There were in addition two lodges authorised under the Irish Constitution, Lodge Justice No 34 (which was warranted on 3rd June 1813 and which ceased on 17th September 1874) and Lodge Leinster No 265 (warranted 2nd March 1820 and ceased in 1831). There is some suggestion that these were established under the Irish Constitution in order to continue working the old ceremonies as a protest against the union, for these two lodges also undertook Royal Arch, Mark and Knights Templar under their Craft warrant.
The lodges went through considerable hard times, until the formal Provincial structure was established. The relations between the various lodges, and between them and the Irish Justice Lodge were also somewhat mercurial. However there is no doubt that Freemasonry was recognised in Jersey and we have evidence of this at the laying of the Foundation Stone at the Victoria Harbour in Jersey on the 29th September 1841. The assembly included the Lt.Governor - Sir Edward Gibbs, The Bailiff - Sir John de Veulle, The Dean - Rev Jeune and representatives of all interests within the island. Delegates were invited from the Farmers Lodge No 302 and the Mechanics Lodge No 306. Also present at the ceremony was an artist Mr G Reynolds who made a sketch of the proceedings on the spot from which he afterwards painted a large oil painting which is on exhibition at the Société Jersiaise in St.Helier. This painstaking artist has depicted details with the most admirable precision and every face in the gathering appears to be a portrait, many of which can be checked against other paintings for accuracy. There were four Freemasons in the painting, and the surprising observation is that they were still wearing Atholl regalia, some twenty-five years after the definite instructions given in 1815 and subsequent Books of Constitution that they were no longer valid and must not be worn.
This was a time when Freemasonry was much more open, and respected in the community. As can be seen in the book "The Story of Jersey Freemasonry", the Freemasons were invited to lay Foundation Stones at buildings such as the New Waterworks, Victoria College and other important edifices. Processions in full regalia were common, Masonic funerals with laying in state followed by funeral processions, again in full regalia, occurred frequently.
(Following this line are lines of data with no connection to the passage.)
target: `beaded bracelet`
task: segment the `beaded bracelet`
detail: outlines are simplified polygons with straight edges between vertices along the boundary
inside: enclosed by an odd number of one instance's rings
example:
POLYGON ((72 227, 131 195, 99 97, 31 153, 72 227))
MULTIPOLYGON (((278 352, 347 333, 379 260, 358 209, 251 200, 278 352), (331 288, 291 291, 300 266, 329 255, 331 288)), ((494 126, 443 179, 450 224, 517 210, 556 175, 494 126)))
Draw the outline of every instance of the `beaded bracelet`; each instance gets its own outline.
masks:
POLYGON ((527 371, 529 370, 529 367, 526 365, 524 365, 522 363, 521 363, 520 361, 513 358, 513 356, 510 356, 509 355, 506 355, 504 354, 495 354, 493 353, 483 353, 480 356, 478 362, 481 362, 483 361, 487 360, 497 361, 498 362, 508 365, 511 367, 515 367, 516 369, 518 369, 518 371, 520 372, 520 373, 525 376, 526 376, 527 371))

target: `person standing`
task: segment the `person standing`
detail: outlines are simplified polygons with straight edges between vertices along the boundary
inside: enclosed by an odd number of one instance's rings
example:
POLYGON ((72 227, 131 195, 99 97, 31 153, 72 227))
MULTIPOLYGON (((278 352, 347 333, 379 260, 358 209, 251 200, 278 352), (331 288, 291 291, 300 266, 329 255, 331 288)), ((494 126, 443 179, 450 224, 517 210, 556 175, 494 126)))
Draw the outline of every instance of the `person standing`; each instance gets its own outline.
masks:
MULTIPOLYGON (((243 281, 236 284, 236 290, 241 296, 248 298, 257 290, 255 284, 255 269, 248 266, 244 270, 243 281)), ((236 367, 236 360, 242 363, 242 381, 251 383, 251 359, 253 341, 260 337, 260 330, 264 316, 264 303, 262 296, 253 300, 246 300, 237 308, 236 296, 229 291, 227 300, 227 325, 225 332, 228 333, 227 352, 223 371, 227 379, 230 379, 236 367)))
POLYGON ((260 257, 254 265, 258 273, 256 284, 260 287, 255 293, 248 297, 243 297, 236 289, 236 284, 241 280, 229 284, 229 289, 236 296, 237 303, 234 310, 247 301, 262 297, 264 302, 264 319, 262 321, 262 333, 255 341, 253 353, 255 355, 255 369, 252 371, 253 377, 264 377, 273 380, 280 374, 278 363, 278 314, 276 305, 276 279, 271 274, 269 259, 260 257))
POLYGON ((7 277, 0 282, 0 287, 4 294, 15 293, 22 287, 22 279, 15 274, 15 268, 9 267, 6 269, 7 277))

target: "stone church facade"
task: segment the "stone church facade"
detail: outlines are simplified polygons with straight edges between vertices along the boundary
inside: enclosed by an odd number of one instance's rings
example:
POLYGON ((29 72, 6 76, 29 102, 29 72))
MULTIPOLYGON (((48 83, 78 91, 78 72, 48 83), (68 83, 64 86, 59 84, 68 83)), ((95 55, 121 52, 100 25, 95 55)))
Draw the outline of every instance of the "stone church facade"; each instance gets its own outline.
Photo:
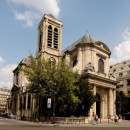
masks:
MULTIPOLYGON (((74 71, 83 74, 86 81, 93 85, 93 92, 98 97, 90 110, 90 117, 97 114, 105 119, 115 113, 116 81, 109 73, 110 49, 103 42, 91 35, 85 35, 65 50, 62 47, 62 22, 52 15, 44 15, 38 26, 37 51, 46 60, 58 62, 64 58, 74 71)), ((19 71, 19 66, 29 64, 29 57, 24 58, 13 71, 13 87, 8 99, 8 112, 17 117, 31 117, 37 111, 36 100, 26 92, 28 81, 19 71)))

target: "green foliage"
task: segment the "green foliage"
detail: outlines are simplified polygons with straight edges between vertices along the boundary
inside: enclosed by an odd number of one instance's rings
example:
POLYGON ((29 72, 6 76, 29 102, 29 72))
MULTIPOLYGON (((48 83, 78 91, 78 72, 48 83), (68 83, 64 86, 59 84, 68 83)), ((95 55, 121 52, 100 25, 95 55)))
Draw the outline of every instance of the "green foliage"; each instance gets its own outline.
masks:
POLYGON ((29 81, 27 91, 40 99, 40 104, 44 105, 39 106, 42 106, 45 113, 48 111, 47 98, 52 98, 52 105, 55 98, 57 116, 71 116, 77 113, 81 115, 82 104, 88 113, 94 103, 91 85, 87 84, 78 72, 74 72, 64 61, 52 64, 30 56, 29 65, 22 66, 21 70, 29 81))
POLYGON ((82 114, 84 116, 87 116, 91 106, 96 101, 96 96, 93 95, 92 85, 87 83, 83 77, 80 77, 78 86, 79 86, 78 97, 80 99, 78 110, 79 115, 82 114))

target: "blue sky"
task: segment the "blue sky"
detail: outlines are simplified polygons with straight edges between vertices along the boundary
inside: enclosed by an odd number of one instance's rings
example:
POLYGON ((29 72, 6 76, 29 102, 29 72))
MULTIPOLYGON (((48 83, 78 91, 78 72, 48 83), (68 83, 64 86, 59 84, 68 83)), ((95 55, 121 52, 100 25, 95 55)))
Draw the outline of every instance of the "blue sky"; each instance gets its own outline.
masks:
POLYGON ((62 49, 92 35, 111 50, 110 64, 130 59, 130 0, 0 0, 0 87, 12 87, 12 71, 37 47, 44 14, 63 22, 62 49))

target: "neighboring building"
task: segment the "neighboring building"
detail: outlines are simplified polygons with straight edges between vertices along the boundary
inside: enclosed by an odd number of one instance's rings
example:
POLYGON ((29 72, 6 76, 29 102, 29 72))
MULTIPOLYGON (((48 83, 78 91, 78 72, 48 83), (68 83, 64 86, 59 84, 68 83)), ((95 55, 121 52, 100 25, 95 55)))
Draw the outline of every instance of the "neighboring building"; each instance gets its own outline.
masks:
MULTIPOLYGON (((103 42, 85 35, 71 46, 61 51, 62 22, 52 15, 44 15, 38 26, 38 53, 45 60, 59 62, 64 58, 73 70, 83 74, 93 85, 98 101, 90 110, 90 117, 96 113, 102 118, 112 118, 115 113, 116 81, 109 74, 110 49, 103 42)), ((19 71, 19 66, 28 65, 29 57, 24 58, 13 71, 14 81, 11 95, 11 112, 17 116, 31 117, 37 112, 36 100, 26 92, 27 79, 19 71)))
POLYGON ((111 65, 110 72, 118 81, 118 89, 130 96, 130 60, 111 65))
POLYGON ((7 99, 10 97, 10 90, 7 87, 0 88, 0 112, 6 112, 7 99))
POLYGON ((116 113, 116 81, 109 75, 110 49, 103 42, 85 35, 63 51, 63 57, 93 85, 99 100, 90 110, 90 116, 110 118, 116 113))

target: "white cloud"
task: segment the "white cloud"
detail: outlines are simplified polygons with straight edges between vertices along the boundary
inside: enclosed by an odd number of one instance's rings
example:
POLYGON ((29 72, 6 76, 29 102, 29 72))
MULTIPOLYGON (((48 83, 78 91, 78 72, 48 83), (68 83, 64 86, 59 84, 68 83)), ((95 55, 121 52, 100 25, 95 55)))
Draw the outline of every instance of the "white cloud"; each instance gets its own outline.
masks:
POLYGON ((13 84, 13 70, 16 64, 9 64, 0 68, 0 87, 11 88, 13 84))
POLYGON ((114 48, 114 55, 110 59, 110 64, 115 64, 130 59, 130 30, 126 28, 122 33, 123 42, 114 48))
POLYGON ((14 11, 15 18, 25 22, 25 26, 33 26, 35 20, 39 20, 43 14, 59 16, 59 0, 8 0, 15 6, 24 7, 25 11, 14 11))
POLYGON ((0 63, 3 63, 4 59, 0 56, 0 63))

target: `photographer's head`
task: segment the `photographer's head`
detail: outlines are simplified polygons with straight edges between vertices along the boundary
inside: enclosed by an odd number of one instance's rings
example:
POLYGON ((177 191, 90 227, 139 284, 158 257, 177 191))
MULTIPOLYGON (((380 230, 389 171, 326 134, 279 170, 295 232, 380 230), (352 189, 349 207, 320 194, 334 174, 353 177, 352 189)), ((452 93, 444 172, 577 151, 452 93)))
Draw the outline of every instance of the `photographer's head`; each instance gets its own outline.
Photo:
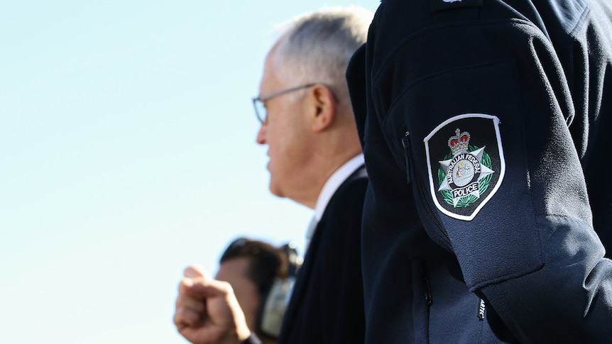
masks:
POLYGON ((215 278, 231 285, 248 328, 266 343, 275 343, 278 333, 262 331, 264 303, 275 282, 287 279, 288 267, 282 249, 246 238, 232 242, 221 257, 215 278))

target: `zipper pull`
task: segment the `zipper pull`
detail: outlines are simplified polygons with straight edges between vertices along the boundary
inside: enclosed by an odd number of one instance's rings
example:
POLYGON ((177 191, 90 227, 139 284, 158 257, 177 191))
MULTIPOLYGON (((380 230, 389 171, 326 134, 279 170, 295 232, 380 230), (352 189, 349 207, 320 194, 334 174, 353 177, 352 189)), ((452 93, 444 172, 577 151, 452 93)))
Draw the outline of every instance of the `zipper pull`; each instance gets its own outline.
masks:
POLYGON ((410 184, 410 140, 408 140, 410 132, 406 131, 402 138, 402 145, 404 146, 404 152, 406 155, 406 183, 410 184))

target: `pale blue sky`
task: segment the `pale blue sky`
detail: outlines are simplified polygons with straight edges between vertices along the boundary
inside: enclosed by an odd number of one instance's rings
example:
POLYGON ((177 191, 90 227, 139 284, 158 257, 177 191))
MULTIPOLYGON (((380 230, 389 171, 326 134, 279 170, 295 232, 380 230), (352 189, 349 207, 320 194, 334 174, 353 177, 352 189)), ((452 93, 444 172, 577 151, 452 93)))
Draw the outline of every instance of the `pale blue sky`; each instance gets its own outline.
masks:
POLYGON ((351 4, 0 2, 0 343, 183 343, 185 267, 301 248, 250 98, 273 24, 351 4))

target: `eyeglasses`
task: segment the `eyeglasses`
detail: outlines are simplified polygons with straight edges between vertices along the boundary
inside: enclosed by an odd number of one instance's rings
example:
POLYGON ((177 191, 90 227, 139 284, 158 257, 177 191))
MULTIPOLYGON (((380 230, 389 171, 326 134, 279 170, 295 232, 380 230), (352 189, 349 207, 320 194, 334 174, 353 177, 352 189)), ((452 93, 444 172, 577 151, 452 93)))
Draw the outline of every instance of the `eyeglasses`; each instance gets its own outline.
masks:
POLYGON ((259 120, 259 122, 261 124, 266 124, 268 123, 268 112, 266 111, 266 106, 263 105, 263 101, 266 100, 270 100, 275 96, 285 94, 285 93, 293 92, 294 91, 297 91, 298 89, 312 87, 316 84, 307 84, 305 85, 296 86, 295 87, 291 87, 287 89, 283 89, 282 91, 278 91, 276 92, 273 92, 268 94, 264 94, 263 96, 259 96, 256 98, 253 98, 252 99, 253 107, 255 109, 255 115, 257 116, 257 119, 259 120))

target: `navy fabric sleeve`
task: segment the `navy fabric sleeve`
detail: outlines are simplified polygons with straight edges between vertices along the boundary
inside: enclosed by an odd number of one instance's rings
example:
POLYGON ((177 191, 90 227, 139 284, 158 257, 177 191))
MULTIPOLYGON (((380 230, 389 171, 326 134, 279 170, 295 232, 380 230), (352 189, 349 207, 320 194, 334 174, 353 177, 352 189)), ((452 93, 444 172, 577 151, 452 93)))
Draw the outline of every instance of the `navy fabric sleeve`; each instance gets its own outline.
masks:
MULTIPOLYGON (((376 118, 364 131, 386 146, 366 150, 373 194, 384 199, 376 185, 397 179, 376 179, 384 173, 371 162, 387 154, 387 173, 409 177, 427 234, 520 341, 612 340, 612 262, 593 227, 584 150, 568 126, 588 118, 572 91, 589 71, 567 75, 546 16, 522 14, 542 9, 530 1, 466 1, 476 5, 451 11, 434 2, 385 0, 371 28, 366 106, 376 118)), ((577 65, 590 58, 583 5, 547 14, 561 11, 562 48, 577 65)), ((606 74, 603 52, 597 72, 606 74)))

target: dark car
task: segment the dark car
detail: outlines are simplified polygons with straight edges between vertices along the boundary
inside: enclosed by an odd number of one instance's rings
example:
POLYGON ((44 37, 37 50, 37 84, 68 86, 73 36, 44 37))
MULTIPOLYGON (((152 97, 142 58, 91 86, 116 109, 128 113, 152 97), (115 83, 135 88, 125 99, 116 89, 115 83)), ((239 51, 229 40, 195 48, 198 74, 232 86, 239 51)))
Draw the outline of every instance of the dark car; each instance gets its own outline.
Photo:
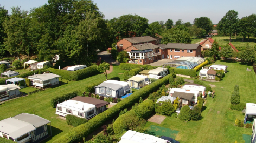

The Provincial Grand Lodge of Jersey was originally formed in 1848 but as a result of problems with the Provincial Grand Master of the time, James John Hammond, the Province ceased to operate in 1868. This situation could not last, and the Province was reconstituted in September 1869 since when it has remained a small but very active Province of the United Grand Lodge of England.
During the short-lived first Provincial Grand Lodge, the Jersey Masonic Temple was built and consecrated in 1864. It is a most handsome building, and details and pictures are given on other pages. It was well-designed (at the time there were only about 200 Freemasons in Jersey) and has coped with much larger numbers over the years, the present membership being about 600.